Single-sign on (SSO) is an authentication method allowing users to log into multiple resources using one set of credentials. Prezi features SAML SSO that significantly improves the ease and security of User Management for your team.
Setting up SAML SSO
You must be the Team Admin in Prezi and also have the right to manage your SAML SSO Provider settings in order to set up SAML SSO for your Prezi Team.
First of all, you will have to enable SAML SSO for your team or organization. After validation (sign out and sign back in with SSO), you will be able to enforce it to all your team members.
General SAML configuration
To manually configure your SAML app please follow this list of required configurations:
1. Configure app claims. Prezi requires three claims to be passed:
Email as SAML NameID
First Name as given_name
Last Name as family_name
2. In your IdP set Audience to be https://prezi.com/ and Single sign on URL (or ACS) to https://prezi.com/complete/saml/
3. Download Certificate (Base64) and copy its content to team admin Certificate (X.509) field.
4. Copy IdP Entity ID, also known as IdP Issuer to team admin Identifier or issuer URL field.
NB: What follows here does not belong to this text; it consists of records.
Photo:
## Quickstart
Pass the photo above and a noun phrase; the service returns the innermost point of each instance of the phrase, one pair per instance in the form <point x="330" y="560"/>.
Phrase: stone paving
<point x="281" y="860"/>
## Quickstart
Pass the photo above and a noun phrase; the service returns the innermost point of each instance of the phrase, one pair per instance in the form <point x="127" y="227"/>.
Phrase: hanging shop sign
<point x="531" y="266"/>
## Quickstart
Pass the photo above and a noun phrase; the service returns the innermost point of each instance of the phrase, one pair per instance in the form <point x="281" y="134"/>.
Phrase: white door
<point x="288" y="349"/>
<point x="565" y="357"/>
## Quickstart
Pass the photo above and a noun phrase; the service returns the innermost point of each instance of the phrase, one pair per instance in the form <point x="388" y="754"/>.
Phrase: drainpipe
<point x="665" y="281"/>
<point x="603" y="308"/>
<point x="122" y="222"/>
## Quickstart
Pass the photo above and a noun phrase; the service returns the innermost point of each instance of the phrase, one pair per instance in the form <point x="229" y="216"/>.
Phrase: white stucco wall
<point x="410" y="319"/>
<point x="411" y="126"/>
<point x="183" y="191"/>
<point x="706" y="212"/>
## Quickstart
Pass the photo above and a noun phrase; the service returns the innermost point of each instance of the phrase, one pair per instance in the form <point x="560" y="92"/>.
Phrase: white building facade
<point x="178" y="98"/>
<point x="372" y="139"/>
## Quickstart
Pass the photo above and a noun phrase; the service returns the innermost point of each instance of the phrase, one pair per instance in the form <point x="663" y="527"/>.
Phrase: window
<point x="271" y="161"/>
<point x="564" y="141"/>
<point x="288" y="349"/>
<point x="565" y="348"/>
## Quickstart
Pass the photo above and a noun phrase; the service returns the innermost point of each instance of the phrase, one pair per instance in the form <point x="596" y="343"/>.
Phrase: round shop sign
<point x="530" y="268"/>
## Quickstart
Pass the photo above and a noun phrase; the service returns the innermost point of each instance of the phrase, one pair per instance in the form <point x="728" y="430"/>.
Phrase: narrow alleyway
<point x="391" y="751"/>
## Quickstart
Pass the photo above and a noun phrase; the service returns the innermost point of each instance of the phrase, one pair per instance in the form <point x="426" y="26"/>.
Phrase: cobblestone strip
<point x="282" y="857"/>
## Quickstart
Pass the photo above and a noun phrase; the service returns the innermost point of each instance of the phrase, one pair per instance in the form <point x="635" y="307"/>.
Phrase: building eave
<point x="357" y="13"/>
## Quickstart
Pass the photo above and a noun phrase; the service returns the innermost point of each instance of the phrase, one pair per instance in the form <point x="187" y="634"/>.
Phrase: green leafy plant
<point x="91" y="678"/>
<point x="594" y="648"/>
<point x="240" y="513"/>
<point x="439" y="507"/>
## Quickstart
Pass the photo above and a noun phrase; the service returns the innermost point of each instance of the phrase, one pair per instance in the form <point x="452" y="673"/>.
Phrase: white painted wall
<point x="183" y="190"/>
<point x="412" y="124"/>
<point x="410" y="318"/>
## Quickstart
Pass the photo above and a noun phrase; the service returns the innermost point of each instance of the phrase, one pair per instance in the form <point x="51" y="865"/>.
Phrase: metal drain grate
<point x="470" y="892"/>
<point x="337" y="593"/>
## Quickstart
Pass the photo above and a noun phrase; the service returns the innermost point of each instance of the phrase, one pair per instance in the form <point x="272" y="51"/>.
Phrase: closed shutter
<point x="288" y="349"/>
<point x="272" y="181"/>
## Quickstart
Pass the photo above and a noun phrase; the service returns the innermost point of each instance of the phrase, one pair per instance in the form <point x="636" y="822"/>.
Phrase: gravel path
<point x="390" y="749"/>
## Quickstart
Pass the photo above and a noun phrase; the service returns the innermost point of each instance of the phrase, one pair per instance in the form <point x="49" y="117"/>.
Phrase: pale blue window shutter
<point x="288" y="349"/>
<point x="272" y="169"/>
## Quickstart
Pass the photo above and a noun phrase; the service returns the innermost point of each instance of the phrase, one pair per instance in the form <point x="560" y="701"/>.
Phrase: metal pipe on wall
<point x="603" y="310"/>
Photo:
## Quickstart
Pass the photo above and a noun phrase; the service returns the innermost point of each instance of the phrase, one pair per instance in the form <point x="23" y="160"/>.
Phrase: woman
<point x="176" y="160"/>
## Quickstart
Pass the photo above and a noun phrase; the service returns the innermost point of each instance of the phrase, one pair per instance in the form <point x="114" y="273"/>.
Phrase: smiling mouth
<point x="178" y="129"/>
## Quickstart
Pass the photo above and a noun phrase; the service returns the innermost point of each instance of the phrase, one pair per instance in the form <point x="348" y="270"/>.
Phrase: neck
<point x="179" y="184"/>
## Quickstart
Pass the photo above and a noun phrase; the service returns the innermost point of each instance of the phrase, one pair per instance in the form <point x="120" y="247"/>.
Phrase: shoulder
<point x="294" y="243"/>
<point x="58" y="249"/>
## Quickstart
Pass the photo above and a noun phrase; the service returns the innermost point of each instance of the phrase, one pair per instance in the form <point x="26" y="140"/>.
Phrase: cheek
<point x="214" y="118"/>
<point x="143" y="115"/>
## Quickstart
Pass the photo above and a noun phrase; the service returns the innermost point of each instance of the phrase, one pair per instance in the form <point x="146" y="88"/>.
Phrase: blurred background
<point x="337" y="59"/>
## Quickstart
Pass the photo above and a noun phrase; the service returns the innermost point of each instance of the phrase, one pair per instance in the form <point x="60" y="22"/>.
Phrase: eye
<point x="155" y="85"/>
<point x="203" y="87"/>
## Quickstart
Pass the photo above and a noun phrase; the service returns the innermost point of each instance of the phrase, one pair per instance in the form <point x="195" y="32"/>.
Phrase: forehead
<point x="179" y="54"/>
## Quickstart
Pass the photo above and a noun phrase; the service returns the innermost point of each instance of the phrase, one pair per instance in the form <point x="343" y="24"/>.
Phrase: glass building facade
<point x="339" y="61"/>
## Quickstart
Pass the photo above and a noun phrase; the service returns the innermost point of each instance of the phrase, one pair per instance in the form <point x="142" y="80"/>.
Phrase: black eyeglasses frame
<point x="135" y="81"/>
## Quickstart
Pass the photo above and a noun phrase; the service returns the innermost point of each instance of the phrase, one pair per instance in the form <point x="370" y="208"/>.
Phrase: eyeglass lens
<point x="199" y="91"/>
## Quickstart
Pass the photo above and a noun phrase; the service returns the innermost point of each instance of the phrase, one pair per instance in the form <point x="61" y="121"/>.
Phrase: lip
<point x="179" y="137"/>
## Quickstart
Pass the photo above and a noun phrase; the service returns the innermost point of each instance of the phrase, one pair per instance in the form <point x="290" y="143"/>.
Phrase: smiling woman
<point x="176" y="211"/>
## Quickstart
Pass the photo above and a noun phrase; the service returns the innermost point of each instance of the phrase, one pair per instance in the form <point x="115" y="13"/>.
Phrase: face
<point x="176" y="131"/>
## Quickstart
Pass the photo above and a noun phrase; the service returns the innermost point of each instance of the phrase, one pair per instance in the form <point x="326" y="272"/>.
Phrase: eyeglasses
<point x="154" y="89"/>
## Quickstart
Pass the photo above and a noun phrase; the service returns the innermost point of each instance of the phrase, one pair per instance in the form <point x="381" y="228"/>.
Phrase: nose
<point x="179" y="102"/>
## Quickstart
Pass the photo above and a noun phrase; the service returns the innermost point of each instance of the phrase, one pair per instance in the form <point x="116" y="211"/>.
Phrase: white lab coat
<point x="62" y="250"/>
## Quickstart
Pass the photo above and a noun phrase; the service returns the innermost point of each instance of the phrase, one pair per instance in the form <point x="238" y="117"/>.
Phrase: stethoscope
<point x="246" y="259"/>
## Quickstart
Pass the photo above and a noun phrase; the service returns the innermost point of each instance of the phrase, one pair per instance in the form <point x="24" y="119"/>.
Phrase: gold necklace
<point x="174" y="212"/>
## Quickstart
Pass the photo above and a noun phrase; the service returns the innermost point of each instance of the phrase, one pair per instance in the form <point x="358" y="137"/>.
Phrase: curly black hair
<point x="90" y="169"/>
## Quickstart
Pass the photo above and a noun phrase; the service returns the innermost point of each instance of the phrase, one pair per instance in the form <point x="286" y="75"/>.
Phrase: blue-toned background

5. Copy Single Sign On URL to team admin SAML 2.0 Endpoint (HTTP) field.
Enabling SAML SSO:
1. Log in at Prezi.com with your Team Admin account and go to “Admin Console".
2. From the “Admin Console”, click the “Settings” tab.
3. Navigate to the “SAML Single Sign-On” section and use the switch to enable SSO.
4. Fill out the required information that you can get from your SSO Provider. To receive this information from the provider, you will be asked to share some data. We've provided this data with “Copy” buttons next to the fields for ease of use.
5. Click “Save” after you have filled out all fields.
6. Test SAML SSO. Log out from your account and log in by using SAML SSO this time.
Enforcing SAML SSO:
Use “Enforced SAML SSO” to set this as the only authorization method for your team members. The option can only be enabled after successfully enabling and testing SAML SSO authorization.
1. Visit the SAML SSO section of the "Admin Console" again.
2. Enable “Enforce SAML SSO” by ticking the box next to it.
After a double confirmation, all your Team Members who haven't used SAML SSO to log in at Prezi.com will be logged out. They will have to log back in, but this time by using SAML SSO.
Disabling SAML SSO for your team
To disable enforced SAML SSO, go back to the SAML SSO section of the "Admin console and untick the box next to "Enforce SAML Single sign-on".
To disable SAML SSO altogether, use the switch next to "Use SAML Single sign-on" You will have to verify this action in a pop-up window before finalizing the step.
Please know that team members can only use the SAML SSO authorization method while it's enforced. Once it is disabled, users will be able to use any other authorization method that is associated with their email, including SAML SSO if it's still enabled (even though not enforced).
Before disabling SAML SSO, please read the below information on how this will affect the above-mentioned two groups of team members.
1. Members who used other authorization methods before Enabling SSO, such as Facebook, Google or email: After disabling SAML SSO, these users will be able to log in at Prezi.com with their other authorization method. No email will be sent to this group to inform them about the changes.
2. Members who were added through the SAML SSO provider without any other authorization method in place: Once SAML SSO is disabled, Prezi will send an email asking these users to create a password for their new account. After doing so, users will be able to log in again with the same email address and the new password. Users will also be able to create their new password manually by using the regular "Reset password" flow on the login page.